First, we empty the R environment of any existing variables and we load all required libraries.

rm(list=objects())
library('verification')
library('reshape2')
library('lubridate')
library('dplyr')
library('ggplot2')
library('gganimate')

Read data

First, we read the data from file. Here, the file contains readily paired forecast and observation data. Upon reading the file, we assign names to the columns, add various metadata columns, convert the date-time vector to POSIXct format and compute the reference time of the forecasts. Finally, we tidy up the data to allow for convenient data processing and plotting.

pairs <- read.csv('H-MS-SINT_Q-fas_cosmo-leps_pairs_raw.asc', sep=' ', header=F, na.strings='-999.0')
names(pairs) <- c('validtime','leadtime','obs',paste0('member',sprintf('%02.0f',seq(1,16))))
pairs$location <- 'H-MS-SINT'
pairs$parameter <- 'Q.fas'
pairs$scenario <- 'cosmo-leps'
pairs$validtime <- ymd_hm(pairs$validtime)
pairs$reftime <- pairs$validtime - hours(pairs$leadtime)
pairs <- melt(pairs, measure.vars = paste0('member',sprintf('%02.0f',seq(1,16))), 
              variable.name = 'member', value.name = 'fcst')

Plot raw data

First, we plot observed values.
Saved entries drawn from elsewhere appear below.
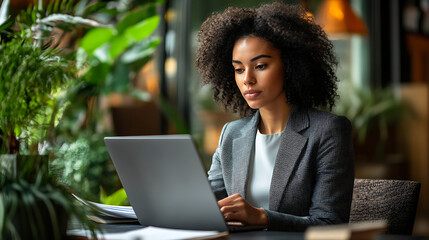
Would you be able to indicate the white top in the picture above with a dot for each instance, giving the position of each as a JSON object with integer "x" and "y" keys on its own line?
{"x": 261, "y": 169}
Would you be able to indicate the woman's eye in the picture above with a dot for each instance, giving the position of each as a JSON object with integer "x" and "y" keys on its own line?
{"x": 261, "y": 66}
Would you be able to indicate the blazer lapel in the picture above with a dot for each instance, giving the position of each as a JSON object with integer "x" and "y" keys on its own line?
{"x": 243, "y": 148}
{"x": 291, "y": 146}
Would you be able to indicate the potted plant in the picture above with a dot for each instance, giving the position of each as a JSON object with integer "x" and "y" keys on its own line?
{"x": 35, "y": 82}
{"x": 374, "y": 114}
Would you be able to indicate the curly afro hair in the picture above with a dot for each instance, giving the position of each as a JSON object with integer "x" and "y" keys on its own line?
{"x": 308, "y": 59}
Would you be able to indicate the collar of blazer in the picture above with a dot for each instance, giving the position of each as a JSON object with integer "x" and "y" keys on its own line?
{"x": 292, "y": 143}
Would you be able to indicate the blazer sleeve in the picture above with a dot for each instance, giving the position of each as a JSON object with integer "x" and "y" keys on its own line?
{"x": 215, "y": 174}
{"x": 334, "y": 178}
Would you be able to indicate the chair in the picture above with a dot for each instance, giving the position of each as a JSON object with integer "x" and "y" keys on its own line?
{"x": 391, "y": 200}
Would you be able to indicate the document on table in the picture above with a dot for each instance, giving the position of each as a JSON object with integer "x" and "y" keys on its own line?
{"x": 149, "y": 233}
{"x": 120, "y": 212}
For that, we create a new object obs:

obs <- pairs %>% select(validtime, obs) %>% distinct()
ggplot(data=obs, aes(x=validtime,y=obs)) + geom_line() + scale_x_datetime()

Then we plot hydrographs that combine forecast and observations. Note that here, we only plot the June 19, 12Z forecast:

my_pairs <- pairs %>% filter(reftime == ymd_hm('200706191200')) %>% na.omit()
ggplot(data=my_pairs, aes(x=validtime, y=fcst, group=interaction(reftime,member))) +
  geom_line() + geom_line(aes(x=validtime, y=obs), col='blue')

Finally, we plot a scatter diagram.

ggplot(data=pairs, aes(x=fcst, y=obs, col = leadtime)) + geom_point() +
  transition_states(leadtime, transition_length = 2, state_length = 1) + enter_fade() + exit_shrink() + ease_aes('sine-in-out')

Verification

We verify two sets of forecasts. Deterministic forecasts are created by taking the ensemble mean at each valid time. Probabilistic forecasts are created by computing the probability of the ensemble to exceed a value. Here, that value is the 90th percentile of the observations.

p90 <- as.numeric(quantile(obs$obs, probs = c(0.9), na.rm = T))

pairs_det <-
  pairs %>% group_by(validtime, leadtime) %>%mutate(fcst = mean(fcst)) %>% select(-member) %>%
  distinct() %>% filter(leadtime == 120)

pairs_prob <-
  pairs %>% group_by(validtime, leadtime) %>% mutate(fcst = length(fcst[fcst > p90])/(length(fcst)+1)) %>%
  mutate(obs = obs>p90) %>% select(-member) %>% distinct() %>% na.omit() %>% filter(leadtime == 120)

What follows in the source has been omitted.